In a conference call following the release, RRC management said the company’s knowledge and growing efficiency of exploiting the Marcellus Shale has led to high growth at minimal costs. In a Bank of America study, RRC was the second-lowest cost producer in 2012 and has appeared within the top three of the report for nine straight years. Dropping unit costs per Bcfe has allowed RRC to maintain its position, and operating expenses per unit have dropped to $0.36 (57% lower than 2009 costs). Direct operating expense per Mcfe for the year declined 13% compared to 2012 and has fallen 52% since Q4’10. Compared to 2009, Range’s operating team drills 93% faster, the cost per foot of lateral drilled has decreased by 24% and the current average of 98 frac stages per crew per month is 87% greater compared to four years ago. Construction time has also been cut in half and facility costs per well are 3% cheaper. The capital efficiency has driven RRC to grow production by 1,161% for the given time period.
Continuing Into 2014
Range plans on spending $1.52 billion in 2014, with 78% intended for development. Roughly $1.3 billion (87%) will be allocated to the Marcellus – RRC’s core area. Yearly production in the Marcellus Shale increased 37% compared to 2012. RRC expects Q1’14 production to begin at 1.05 Bcfe/d gross (30% to 35% liquids), and 163 wells are planned to be turned to sales (roughly 71% in the wet or liquids-rich Marcellus) to keep with Range’s upward trend.
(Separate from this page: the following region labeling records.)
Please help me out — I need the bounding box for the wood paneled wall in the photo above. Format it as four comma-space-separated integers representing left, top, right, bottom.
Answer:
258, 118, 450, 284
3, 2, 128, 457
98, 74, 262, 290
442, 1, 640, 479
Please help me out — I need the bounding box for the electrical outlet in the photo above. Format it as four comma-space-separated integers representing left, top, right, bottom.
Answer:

Jeffrey Ventura, President and Chief Executive Officer of Range Resources, said, “Given the renaissance of the U.S. oil and gas business, supply is temporarily ahead of demand, although I firmly believe demand growth is coming.” Ventura also said the company anticipated the impending oversupply of gas in the Northeast markets and prepared by adding dozens of new natural gas customers and tying sales to nine different indices. The foresight has allowed RRC to secure firm capacity for all of its current production, with the number scheduled to increase to 1.6 Bcfe/d by 2016. Its Appalachia production is currently being sold in 20 states. Management said its current movement level of 3.0 net Bcfe will increase to between four and five Bcfe/d by 2017 and will be distributed to where two-thirds of where current U.S. consumption exists. To date, 23 major projects for pipelines and processing plants have been completed and another 17 are currently under construction.
The company plans on hedging 80% of its production in order to lock in prices and reduce risk, allowing for a steady, more secure line of growth. Range’s current assets have laid the groundwork moving forward.
“Given our approximately 1 million acre position in Pennsylvania, focused in the southwest portion of the state where there’s great stacked pay potential,” said Ventura. “Because we have a great portfolio of dry, wet and super rich wells, we believe we can continue to grow at 20% to 25% for many years.”